Bloating– or stomach distension– is super common, with data suggesting that practically 18% of people around the world experience bloating at least once per week.1.
The procedure of digesting particular foods and a number of other aspects can make it more likely that you’ll feel puffed up after eating. There are at-home, over the counter (OTC), and prescription treatment choices to choose from based on the precise cause of your post-meal bloating.
And to prevent excess bloating from turning up in the future, there are a variety of expert-backed ideas to help keep your gut health on track.
Signs of Bloating.
In general, bloating is an uneasy feeling of fullness or pressure in your stomach. It takes place when your gastrointestinal tract (the digestive system that runs from your mouth to your rectum) fills with gas or air– which can be common after a meal.2.
When you’re bloated, you may feel or see:2.
A sensation of fullness, like there’s no more space left in your stomach.
Discomfort or discomfort in the stomach location.
Burping or passing gas.
A swelling or growth in the stomach location, to the point where clothing may feel tight.
For many individuals, occasional bloating and associated moderate signs only take place sometimes.3 But for others, particularly when there’s another health condition present, these signs might be moderate or severe to the point where they disrupt daily activities.4.
For How Long Does Bloating Last After Eating?
Bloating occasionally after consuming is typically just momentary, typically landing someplace between a number of hours to a day or more.56 But precisely for how long you’ll feel puffed up after a meal can depend upon the underlying cause.
For example, exists a food intolerance or another intestinal condition like irritable bowel syndrome (IBS) at play?
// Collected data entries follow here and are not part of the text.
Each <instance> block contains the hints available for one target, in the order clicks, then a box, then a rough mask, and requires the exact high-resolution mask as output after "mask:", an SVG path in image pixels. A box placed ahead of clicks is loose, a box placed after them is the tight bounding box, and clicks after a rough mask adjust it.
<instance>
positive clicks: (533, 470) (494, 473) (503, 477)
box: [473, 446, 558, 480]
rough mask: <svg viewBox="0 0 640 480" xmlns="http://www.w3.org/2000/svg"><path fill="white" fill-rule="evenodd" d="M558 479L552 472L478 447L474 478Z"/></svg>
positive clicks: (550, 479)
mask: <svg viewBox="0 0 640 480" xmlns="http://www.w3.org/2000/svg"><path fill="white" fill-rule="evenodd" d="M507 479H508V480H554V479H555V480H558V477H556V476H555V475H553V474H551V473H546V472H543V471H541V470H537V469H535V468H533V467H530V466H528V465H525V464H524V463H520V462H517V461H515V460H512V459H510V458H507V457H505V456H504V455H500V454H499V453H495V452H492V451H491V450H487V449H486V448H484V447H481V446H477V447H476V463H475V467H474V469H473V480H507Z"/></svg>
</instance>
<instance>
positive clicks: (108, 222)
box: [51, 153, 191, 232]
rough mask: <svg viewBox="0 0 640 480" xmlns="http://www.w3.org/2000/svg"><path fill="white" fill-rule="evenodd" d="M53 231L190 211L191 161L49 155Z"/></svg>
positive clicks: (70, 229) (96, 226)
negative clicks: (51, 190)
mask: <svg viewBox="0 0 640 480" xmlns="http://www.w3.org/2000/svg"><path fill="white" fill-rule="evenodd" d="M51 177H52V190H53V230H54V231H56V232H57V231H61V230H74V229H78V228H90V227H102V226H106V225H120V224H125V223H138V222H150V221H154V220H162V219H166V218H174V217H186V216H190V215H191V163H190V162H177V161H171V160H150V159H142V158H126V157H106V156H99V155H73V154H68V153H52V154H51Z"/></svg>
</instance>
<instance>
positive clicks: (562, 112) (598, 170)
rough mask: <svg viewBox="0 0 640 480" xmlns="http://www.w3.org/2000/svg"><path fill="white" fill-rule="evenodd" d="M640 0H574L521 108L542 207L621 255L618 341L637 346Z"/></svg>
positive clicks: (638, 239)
In addition, the time it takes your body to totally absorb food can be anywhere from two five days.7.
What Causes Bloating After Eating?
Bloating after consuming can happen due to a range of causes– particularly, your diet, way of life habits, any food allergies or intolerances, and sometimes certain health conditions.
Some common causes that may set off bloating after eating include:89.
Swallowing air while chewing your food.
Eating too much food in one sitting.
Eating foods that are high in fiber or sugar alternatives.
Lactose intolerance or other problems with food digestion.
Having gastroesophageal reflux illness (or GERD) or IBS.
Bacterial overgrowth in the stomach.
Taking particular medications, like some prescribed for diabetes.
Other more severe (and less common) triggers might include a medical condition such as:9.
MedlinePlus. Stomach bloating.
Celiac disease, a condition that happens when the body immune system responds to gluten.
Pancreatic insufficiency, when the pancreas doesn’t make enough of a necessary enzyme.
Discarding syndrome, when food moves too rapidly through the digestion tract.
How to Get Rid of Bloating After Eating.
If your bloating is occasional or mild, know that there are some actions you can require to help in reducing it. You may consider:243.
Attempting drugstore solutions: Medications consisting of simethicone like GasX, Pepto Bismol (bismuth subsalicylate), charcoal caps, or lactase help like Lactaid for dairy intolerances are valuable.
Getting physical activity: Moving frequently before and after meals to aid with food digestion and minimize bloating signs.10 11.
Self-massaging your abdominal location: Doing this while setting can support healthy food digestion. 12.
Natural teas: Teas with ingredients like peppermint and chamomile to potentially help relieve stomach-related signs.
Individuals with bloating that happens regularly or badly may be advised to try other prescription treatment options, including:13.
Medication for irritable bowel syndrome (or IBS) like dicylomine.
Antibiotics for intestinal tract bacterial overgrowth.
Laxatives if irregularity is at play.
How to Prevent Bloating After Eating.
It’s crucial to explain that some bloating after consuming every so often is considered to be normal, so know that you might not have the ability to completely avoid it in all cases.13.
But if you’re looking to avoid stomach bloat as much as possible, professionals recommend:13.
Adjusting your diet plan to consume lots of water, fresh produce, and healthy fats.
Avoiding alcohol, carbonated drinks, excess sugar and gas- and bloat-inducing foods, like beans, cabbage, cauliflower, and dairy.
Being mindful of getting enough fiber, but overdoing it.
Avoiding routines like chewing gum, sucking on tough sweet, or drinking from straws.
Consuming meals more gradually.
Integrating probiotics into your routine 14.
Deal with irregularity if required.
When to See a Healthcare Provider.
Bloating every as soon as in a while is normally not a cause of concern. But if you’re observing regular and irritating bloating, it’s probably a great idea to consult a healthcare provider to make certain there aren’t any underlying health conditions at play.
And if your serious bloating is accompanied by any of the following signs, look for medical attention right away:2.
Heartburn that appears to become worse.
Noticeable, unintended weight loss.
If a healthcare provider finds that your bloating is being prompted by something more serious, they will treat the root cause. From there, they can suggest a dietician, gastroenterologist, or other experts to help you get your gastrointestinal system back on the ideal track.